Gelecek hafta Madrid’de Paris Anlaşması’nın son detaylarını belirleyecek dünya liderlerine Birleşmiş Milletlerin haberleri kötü.
Daha önce “Salım Farkı Raporu” olarak bilinen Birleşmiş Milletler Çevre Programı’nın son sera gazı salım raporu, sonuçlar için “iç karartıcı” terimini kullandı.
Rapor salımın %75’inden sorumlu dünyanın en zengin 20 ülkesinin, daha hızlı ve derinlemesine kesintiler yapmasının gerekli olduğunun altını çiziyor.
Bununla beraber özellikle Çin ve ABD olmak üzere küresel sera gazı salımı, biliminsanlarının uyarılarına rağmen, artmaya devam ediyor.
Küresel sera gazı salımı son on yıldır her yıl 1,5 kat büyümekte. Üç büyük sera gazı; karbon dioksit, metan ve azot oksit atmosferdeki oranlarını artırmış durumda.
Reklam
Rapor güvenli olacak seviyede kalmamız için sera gazı salımının 2020 ile 2030 arasında her yıl %7,6 oranında düşmesi gerektiğini belirtiyor, ama bu çokta olacak gibi değil.

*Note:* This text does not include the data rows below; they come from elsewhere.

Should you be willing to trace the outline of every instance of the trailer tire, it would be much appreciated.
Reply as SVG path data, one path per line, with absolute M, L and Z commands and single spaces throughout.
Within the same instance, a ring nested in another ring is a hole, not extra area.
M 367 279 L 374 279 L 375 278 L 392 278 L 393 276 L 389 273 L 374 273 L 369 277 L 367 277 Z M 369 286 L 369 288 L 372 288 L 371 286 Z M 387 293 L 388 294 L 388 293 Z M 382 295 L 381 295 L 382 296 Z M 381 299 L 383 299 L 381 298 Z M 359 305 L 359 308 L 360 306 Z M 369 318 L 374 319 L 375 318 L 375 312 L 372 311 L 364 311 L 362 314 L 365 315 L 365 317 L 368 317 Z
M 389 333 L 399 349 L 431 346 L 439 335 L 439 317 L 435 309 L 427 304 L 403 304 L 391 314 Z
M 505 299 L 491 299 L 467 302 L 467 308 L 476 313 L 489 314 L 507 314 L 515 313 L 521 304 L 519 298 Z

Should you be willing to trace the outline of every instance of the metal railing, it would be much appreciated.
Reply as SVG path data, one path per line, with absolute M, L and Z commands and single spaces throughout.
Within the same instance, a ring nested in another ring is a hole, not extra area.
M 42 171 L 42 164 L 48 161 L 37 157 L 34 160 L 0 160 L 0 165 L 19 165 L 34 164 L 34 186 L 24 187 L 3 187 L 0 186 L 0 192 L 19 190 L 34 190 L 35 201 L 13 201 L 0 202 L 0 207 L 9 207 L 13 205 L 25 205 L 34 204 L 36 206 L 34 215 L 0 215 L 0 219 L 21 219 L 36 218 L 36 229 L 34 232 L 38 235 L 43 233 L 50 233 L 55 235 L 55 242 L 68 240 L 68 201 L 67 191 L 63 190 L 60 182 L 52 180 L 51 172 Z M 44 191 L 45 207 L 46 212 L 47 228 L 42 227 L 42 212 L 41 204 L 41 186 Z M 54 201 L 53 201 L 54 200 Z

Zira, 2030 yılına kadar sadece 10 ülkenin planlanmış üretimi 39 gigatonu aşacak gibi gözüküyor. Bu 2 derecelik küresel ısınmanın önüne geçmek için gerekli limitin %53 üzerinde.
Eğere Paris Anlaşmasını hedef olarak alırsak, 39 gigaton 1,5 derecelik küresel ısınmanın önüne geçecek limitin %120 üzerinde oluyor.
Özellikle kömür tüketimi 2030 yılında, hedeflenen 1,5 derece için şu anda %280 oranında daha fazla olacak gibi gözüküyor. Durum doğal gaz ve petrol tüketimi için benzer bir durumda.
Maalesef 20 yıldır yasal yaptırımlar da olmasına rağmen, fosil yakıt tüketimi en yüksek seviyede. Stockholm Çevre Enstitüsü direktörü Mans Nilsson, özellikle fosil yakıtlara yapılan devlet yardımlarının çok büyük bir problem olduğunu dile getiriyor ve ekliyor:
“Kendi kazdığımız çok derin bir kuyudayız, ve daha derine kazmaya bırakmamız lazım.”